NutriStem® hPSC XF Medium is a low-protein formulation that contains stable L-alanyl-L-glutamine and HSA.
Features
- Defined, serum-free, and xeno-free
- Flexible and compatible with multiple matrices (including laminins and Matrigel)
- Amenable to weekend-free culture
- FDA Drug Master File (DMF) available, produced under cGMP
- Enables efficient expansion and growth of hES and hiPS cells in feeder-free culture systems
- Extensively tested and widely used on multiple hES and iPS cell lines, including H1, H9.2, I6, I3.2, and CL1
Figure: Human Embryonic Stem Cells (H1, passage 6) were seeded in 96-well plates (Matrigel coated) in BI's NutriStem® hPSC XF and competitor's media. Stem cell media were changed every 24 hours. Number of cells was determined using CyQuant™ cell proliferation assay kit.
Cell Morphology
Figure: Normal Colony Morphology. H1 hES cells (top panel) and ACS-1014 hiPS cells (bottom panel) cultured in NutriStem® hPSC XF Medium on Matrigel-coated plates display colony morphologies typical of normal feeder-free hES and hiPS cell cultures, including a uniform colony of tightly compacted cells and distinct colony
Figure: H9.2 hES cells were cultured for 11 passages in NutriStem® hPSC XF Medium using a human foreskin fibroblast (HFF) feeder layer. The hES cells were subsequently injected into the hind leg muscle of SCID-beige mice for in vitro evaluation of pluripotency. The following tissues from all three germ layers were identified in H&E-stained histological sections of the teratoma 12 weeks post-injection: (A) cartilage (mesoderm), (B) epithelium (endoderm), and (C) neural rosette (ectoderm).

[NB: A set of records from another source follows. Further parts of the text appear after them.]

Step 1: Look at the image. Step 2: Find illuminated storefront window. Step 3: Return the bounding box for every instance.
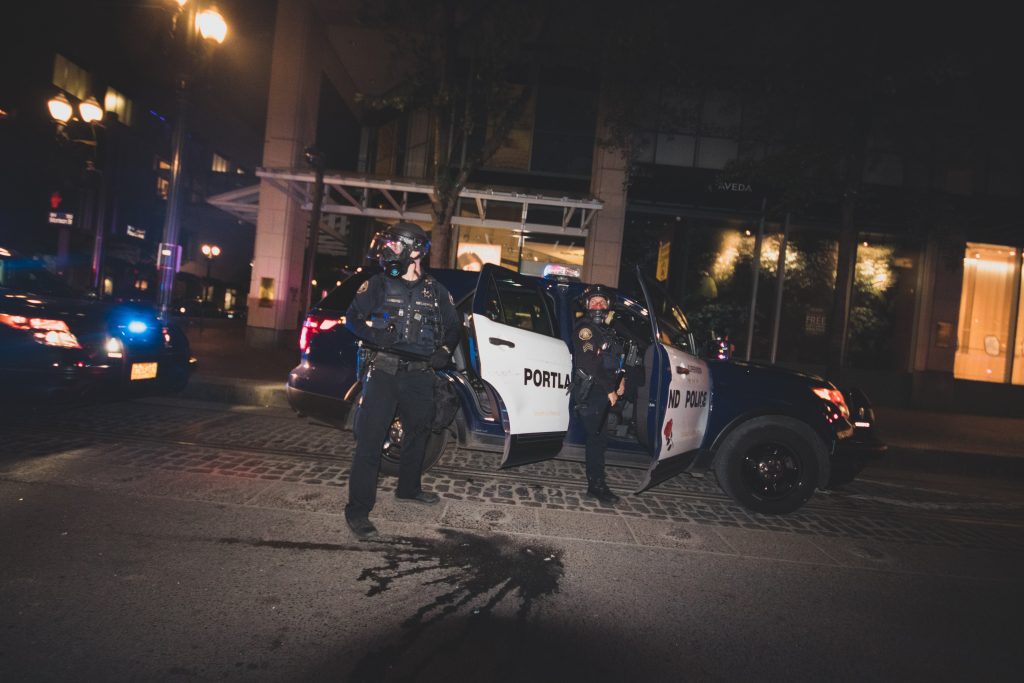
[953,242,1024,384]
[456,225,585,278]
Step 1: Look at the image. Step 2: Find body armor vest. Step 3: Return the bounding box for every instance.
[383,275,440,357]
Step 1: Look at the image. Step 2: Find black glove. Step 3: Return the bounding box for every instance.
[373,325,398,347]
[430,346,452,370]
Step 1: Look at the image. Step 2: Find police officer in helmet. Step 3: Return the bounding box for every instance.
[572,285,626,505]
[345,222,459,539]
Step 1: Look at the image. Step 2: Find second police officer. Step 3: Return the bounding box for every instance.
[572,285,626,505]
[345,222,460,538]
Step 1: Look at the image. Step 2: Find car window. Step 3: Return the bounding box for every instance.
[316,270,373,312]
[480,270,557,337]
[644,279,696,355]
[0,257,85,298]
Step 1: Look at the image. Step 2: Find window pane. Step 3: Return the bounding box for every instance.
[953,242,1019,382]
[457,224,519,270]
[654,133,696,166]
[519,233,584,278]
[697,137,739,169]
[847,236,920,371]
[1011,250,1024,384]
[495,272,554,337]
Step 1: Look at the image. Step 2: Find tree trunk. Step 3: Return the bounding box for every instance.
[430,194,459,268]
[825,193,857,383]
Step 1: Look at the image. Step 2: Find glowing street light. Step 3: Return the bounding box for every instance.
[77,97,103,123]
[158,0,227,319]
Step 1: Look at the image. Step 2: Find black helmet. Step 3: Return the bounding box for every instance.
[577,285,614,325]
[367,221,430,278]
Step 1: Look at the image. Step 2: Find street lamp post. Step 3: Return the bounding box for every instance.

Figure: H1 cell morphology and immunofluorescence analysis of hESC markers red SSEA-4, green OCT4 and blue DAPI. H1 cells stained positive for the expression of pluripotency markers.
Figure: Embryoid bodies (EBs) were generated from H9.2 hES cells cultured for 16 passages in NutriStem® hPSC XF Medium on Matrigel matrix as an evaluation of pluripotency. The pluripotent H9.2 cells were suspended in serum-supplemented medium, where they spontaneously formed EBs containing cells of embryonic germ layers. The following cell types were identified by examination of the histological sections of 14-day-old EBs stained with H&E: (A) neural rosette (ectoderm), (B) neural rosette stained with Tubulin, (C) primitive blood vessels (mesoderm), and (D) megakaryocytes (mesoderm).